Cette ambiance pesante est renforcée par l’incertitude qui règne autour du départ effectif de Doris Leuthard. «Elle a convié les femmes PDC pour une soirée ce mardi», confie une élue, qui y voit le signe d’une démission imminente. «Pas du tout, rétorque une autre. Elle a accepté une invitation officielle cet été.» La prédictibilité des scénarios est d’autant plus aléatoire que l’affaire CarPostal peut avoir bouleversé son agenda. «Elle ne partira pas avant que ce soit réglé», estime Claude Béglé (VD).

Si cette question agite à ce point, c’est que le calendrier pourrait favoriser l’une ou l’autre stratégie. Si Doris Leuthard va au terme de son mandat – voire s’accorde sur un départ commun avec Johann Schneider-Ammann – la pression pour élire une femme se reporterait sur les épaules du PLR, qui a deux membres au gouvernement. Cette option, qui desservirait les candidates PDC, réjouirait d’autant plus certains papables masculins qu’elle pourrait écarter Gerhard Pfister. «Il a promis de mener le parti vers la victoire aux élections fédérales de 2019, analyse un conseiller national.

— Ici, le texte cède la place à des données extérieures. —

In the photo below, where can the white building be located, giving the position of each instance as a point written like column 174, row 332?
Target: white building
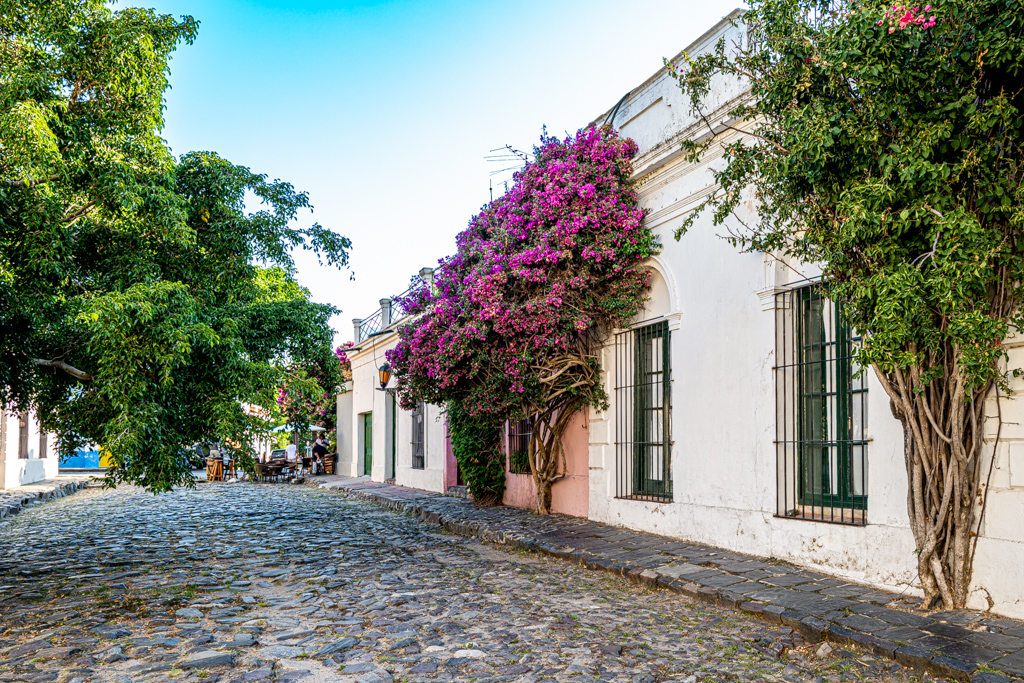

Il ne pourrait pas se lancer dans la course.»

Reste ce scénario alambiqué: que Gerhard Pfister soit plébiscité par la droite de l’Assemblée fédérale alors qu’il n’est pas sur le ticket officiel du PDC. Mais sous la Coupole personne n’ose vraiment croire à cette hypothèse. (TDG)

Créé: 10.03.2018, 23h00

Le bal des papables

Alors que la désignation de Doris Leuthard était une évidence, aujourd’hui, aucun nom ne s’impose au PDC. Celui de Viola Amherd est le plus souvent cité. Mais la Valaisanne laisse planer le suspense. «Pour un tel poste,
il faut bien réfléchir». La vice-présidente du groupe est appréciée dans le parti, elle a l’expérience d’un exécutif, puisqu’elle a été à la tête de Brigue. Mais son profil social pourrait lui coûter des voix à droite.

Du coup, le nom d’une autre conseillère nationale surgit,
celui d’Elisabeth Schneider- Schneiter. Plus libérale sur
les questions économiques, elle vient d’une région, Bâle, qui n’est plus présente au Conseil fédéral depuis longtemps. Les autres femmes évoquées, Ruth Humbel
(SO) et Andrea Gmür (LU), sont issues de l’aile conservatrice du parti.

Du côté des hommes, les trois sénateurs Pirmin Bischof (SO), Konrad Graber (LU) et Stefan Engler (GR) seraient sur les rangs. Quant au conseiller national Martin Candinas (GR), il apparaît comme un outsider.